If all series have unit roots, we need to check for cointegration - that is, whether the error term in the regression is stationary. We'll discuss cointegration below, but for now let's go over the implications. If the time series are not cointegrated, we have the same problems as before with nonstationary error terms. If they are cointegrated, however, the regression coefficients and standard errors will be consistent, and we can use ordinary least-squares regression. However, there also exist finer models for cointegrated time series.

Cointegration

Two or more time series are cointegrated if the error term in the regression is stationary. Intuitively, this means that they do not diverge arbitrarily. In practice, this often means that there is a relationship between the series that causes them to move in tandem.

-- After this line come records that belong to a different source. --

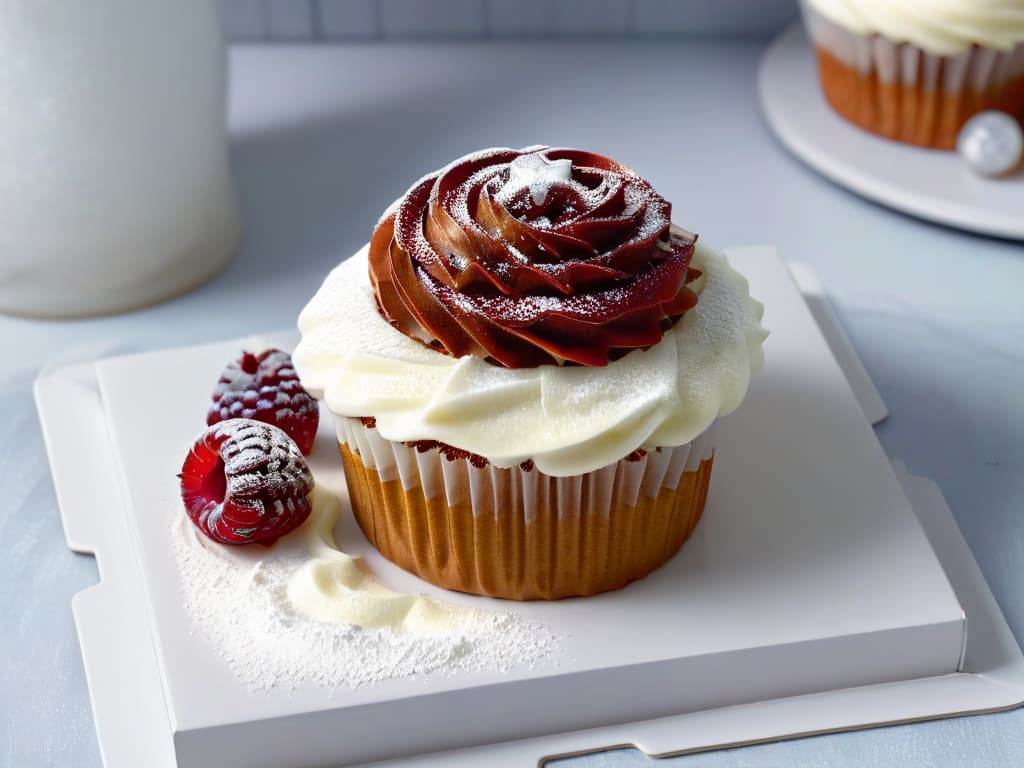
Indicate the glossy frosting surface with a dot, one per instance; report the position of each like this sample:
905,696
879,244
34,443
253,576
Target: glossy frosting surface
531,257
567,419
942,27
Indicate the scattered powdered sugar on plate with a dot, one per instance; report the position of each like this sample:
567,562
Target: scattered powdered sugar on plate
238,597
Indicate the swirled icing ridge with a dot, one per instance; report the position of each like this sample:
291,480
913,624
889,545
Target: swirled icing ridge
526,257
568,420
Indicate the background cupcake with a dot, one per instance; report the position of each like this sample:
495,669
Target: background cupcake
915,71
524,366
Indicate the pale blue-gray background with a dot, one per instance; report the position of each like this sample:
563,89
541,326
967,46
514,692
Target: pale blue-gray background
324,137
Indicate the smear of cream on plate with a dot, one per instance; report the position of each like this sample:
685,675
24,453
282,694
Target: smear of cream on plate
304,611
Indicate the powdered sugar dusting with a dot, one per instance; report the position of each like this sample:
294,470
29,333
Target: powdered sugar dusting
238,597
537,173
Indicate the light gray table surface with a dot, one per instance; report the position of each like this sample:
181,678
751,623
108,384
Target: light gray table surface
323,138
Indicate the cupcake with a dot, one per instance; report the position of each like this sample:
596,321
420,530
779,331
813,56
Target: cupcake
915,71
524,366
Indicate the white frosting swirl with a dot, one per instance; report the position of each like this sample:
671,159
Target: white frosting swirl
568,420
941,27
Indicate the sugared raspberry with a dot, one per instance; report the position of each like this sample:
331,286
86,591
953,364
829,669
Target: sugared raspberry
266,388
246,481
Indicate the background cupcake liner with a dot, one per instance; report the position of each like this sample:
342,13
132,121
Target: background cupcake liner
902,92
518,532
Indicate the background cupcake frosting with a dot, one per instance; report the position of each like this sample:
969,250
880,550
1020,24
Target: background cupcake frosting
568,420
941,27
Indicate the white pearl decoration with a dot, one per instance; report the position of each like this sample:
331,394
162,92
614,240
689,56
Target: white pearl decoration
991,143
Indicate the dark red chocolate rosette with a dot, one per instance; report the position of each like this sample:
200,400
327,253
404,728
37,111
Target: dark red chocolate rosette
526,257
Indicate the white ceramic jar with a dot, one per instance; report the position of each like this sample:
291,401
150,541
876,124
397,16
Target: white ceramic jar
115,188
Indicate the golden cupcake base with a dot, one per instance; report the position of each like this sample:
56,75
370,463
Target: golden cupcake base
910,112
561,550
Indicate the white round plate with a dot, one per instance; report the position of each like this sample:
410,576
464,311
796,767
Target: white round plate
931,183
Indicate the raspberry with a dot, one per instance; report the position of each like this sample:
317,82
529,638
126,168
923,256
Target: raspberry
246,481
266,388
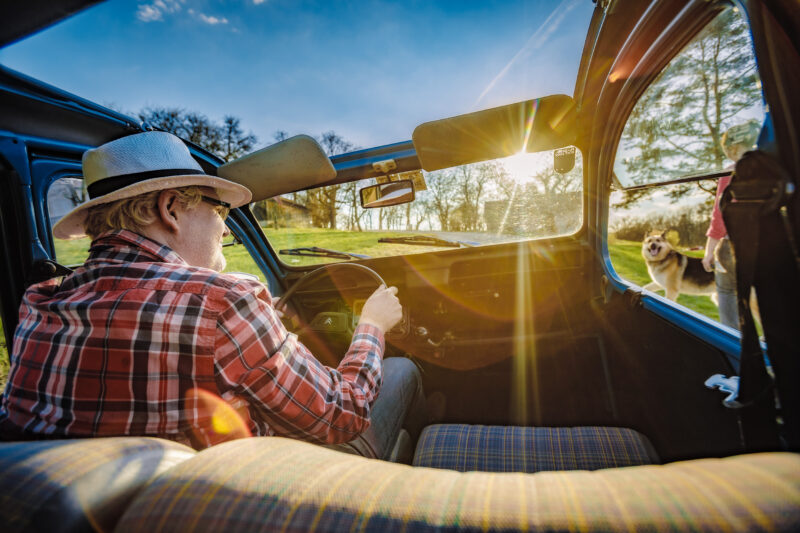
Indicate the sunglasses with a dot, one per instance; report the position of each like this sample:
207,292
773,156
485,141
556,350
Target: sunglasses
222,208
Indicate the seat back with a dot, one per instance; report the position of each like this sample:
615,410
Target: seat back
78,485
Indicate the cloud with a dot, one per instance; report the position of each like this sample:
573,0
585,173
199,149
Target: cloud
212,20
155,11
539,38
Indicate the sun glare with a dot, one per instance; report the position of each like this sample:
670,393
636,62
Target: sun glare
522,166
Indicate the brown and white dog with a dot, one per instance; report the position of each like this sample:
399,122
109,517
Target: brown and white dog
673,271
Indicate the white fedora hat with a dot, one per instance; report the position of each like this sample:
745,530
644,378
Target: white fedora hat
137,164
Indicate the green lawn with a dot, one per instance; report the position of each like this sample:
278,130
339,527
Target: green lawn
625,256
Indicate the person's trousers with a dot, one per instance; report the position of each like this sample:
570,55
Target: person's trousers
400,405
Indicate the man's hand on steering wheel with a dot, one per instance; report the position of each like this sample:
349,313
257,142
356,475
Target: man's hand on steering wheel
382,309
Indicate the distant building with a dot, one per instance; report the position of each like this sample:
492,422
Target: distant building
535,215
63,196
281,212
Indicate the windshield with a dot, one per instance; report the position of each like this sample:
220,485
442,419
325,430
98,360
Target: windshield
368,71
511,199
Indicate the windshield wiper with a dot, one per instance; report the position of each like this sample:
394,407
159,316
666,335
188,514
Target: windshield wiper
313,251
425,240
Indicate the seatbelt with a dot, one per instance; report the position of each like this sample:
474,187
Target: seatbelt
758,189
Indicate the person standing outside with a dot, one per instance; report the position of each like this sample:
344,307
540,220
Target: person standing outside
719,254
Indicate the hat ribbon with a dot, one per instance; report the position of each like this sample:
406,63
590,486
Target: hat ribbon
111,184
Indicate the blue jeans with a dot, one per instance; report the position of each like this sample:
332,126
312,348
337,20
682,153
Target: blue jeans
726,285
400,405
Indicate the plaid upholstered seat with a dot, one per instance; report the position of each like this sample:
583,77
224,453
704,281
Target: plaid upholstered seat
466,447
78,485
275,484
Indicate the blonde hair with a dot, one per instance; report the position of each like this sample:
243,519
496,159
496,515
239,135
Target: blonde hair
133,213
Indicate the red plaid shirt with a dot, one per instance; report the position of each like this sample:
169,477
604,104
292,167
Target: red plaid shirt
123,344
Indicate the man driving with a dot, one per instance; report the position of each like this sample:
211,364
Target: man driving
148,337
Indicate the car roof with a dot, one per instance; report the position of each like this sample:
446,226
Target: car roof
21,19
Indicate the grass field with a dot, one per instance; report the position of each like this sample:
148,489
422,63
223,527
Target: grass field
625,256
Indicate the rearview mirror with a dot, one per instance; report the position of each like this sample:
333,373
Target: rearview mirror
386,194
532,126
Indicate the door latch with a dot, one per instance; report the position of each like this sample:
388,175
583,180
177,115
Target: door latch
725,384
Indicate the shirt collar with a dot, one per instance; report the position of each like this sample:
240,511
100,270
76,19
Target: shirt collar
123,241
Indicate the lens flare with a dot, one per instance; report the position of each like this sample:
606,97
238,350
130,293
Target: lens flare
220,421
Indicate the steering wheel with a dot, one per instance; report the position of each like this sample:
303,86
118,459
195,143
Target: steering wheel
317,341
326,269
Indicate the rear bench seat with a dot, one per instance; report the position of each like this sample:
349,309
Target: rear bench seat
276,484
465,448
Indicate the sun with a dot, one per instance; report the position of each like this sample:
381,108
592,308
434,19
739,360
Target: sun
522,166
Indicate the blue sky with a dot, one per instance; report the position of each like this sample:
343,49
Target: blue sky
370,70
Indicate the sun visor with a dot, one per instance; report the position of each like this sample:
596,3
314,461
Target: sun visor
533,126
291,165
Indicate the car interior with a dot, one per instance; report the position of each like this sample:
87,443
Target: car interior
566,396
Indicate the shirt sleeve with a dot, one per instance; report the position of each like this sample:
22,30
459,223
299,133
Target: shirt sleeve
716,229
285,386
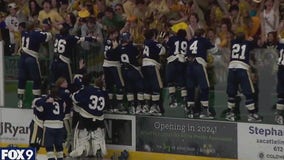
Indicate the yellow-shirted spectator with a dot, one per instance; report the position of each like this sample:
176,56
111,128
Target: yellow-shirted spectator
129,6
54,16
224,36
23,11
63,8
141,10
159,6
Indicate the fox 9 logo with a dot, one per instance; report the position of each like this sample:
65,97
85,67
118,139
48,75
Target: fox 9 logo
17,153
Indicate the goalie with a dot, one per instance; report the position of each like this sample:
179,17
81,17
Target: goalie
89,136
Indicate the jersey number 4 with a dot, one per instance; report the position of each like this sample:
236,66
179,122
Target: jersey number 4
180,47
59,46
97,103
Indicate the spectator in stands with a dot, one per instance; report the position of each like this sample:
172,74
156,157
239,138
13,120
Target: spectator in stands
159,6
12,23
54,16
112,20
92,29
55,5
194,23
118,8
129,6
135,28
23,11
269,17
70,20
34,9
63,8
224,35
141,10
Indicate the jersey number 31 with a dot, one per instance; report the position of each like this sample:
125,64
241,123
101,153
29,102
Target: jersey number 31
97,103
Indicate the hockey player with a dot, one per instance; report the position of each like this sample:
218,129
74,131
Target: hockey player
54,113
151,72
112,71
89,135
63,47
239,75
129,57
196,74
177,47
36,126
64,93
280,85
28,64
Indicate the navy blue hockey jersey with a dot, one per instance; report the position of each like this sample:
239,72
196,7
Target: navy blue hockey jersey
198,47
91,101
240,50
66,96
64,44
177,45
54,112
152,50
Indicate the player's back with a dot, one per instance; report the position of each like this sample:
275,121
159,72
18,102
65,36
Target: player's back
177,45
240,50
91,101
280,48
64,44
198,47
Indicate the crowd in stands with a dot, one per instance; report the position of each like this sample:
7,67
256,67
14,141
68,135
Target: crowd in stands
260,20
221,17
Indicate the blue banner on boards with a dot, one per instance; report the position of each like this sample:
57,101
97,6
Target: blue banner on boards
184,136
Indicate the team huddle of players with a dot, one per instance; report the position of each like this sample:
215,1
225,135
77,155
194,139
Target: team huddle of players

We can test for cointegration by checking if the error term has a unit root, or just use the test implemented in statsmodels.


In [405]:
# Compute the p-value for the cointegration of the two series
print 'p-values of cointegration statistic on total revenue data:'
print 'MCD and MSFT:', coint(x0, x1)[1]
print 'MCD and KO:', coint(x0, x2)[1]
print 'MSFT and KO:', coint(x1, x2)[1]


p-values of cointegration statistic on total revenue data:
MCD and MSFT: 0.105977174014
MCD and KO: 0.0151732358446
MSFT and KO: 0.15076649237

From the statistics, we can see that MCD and KO are cointegrated, while the other two pairs are not. Therefore, it would be valid to run a linear regression on MCD and KO only. This supports our claim that cointegrated series have an underlying economic relationship, since many of the same factors affect McDonald's and The Coca-Cola Company revenues, but not Microsoft's.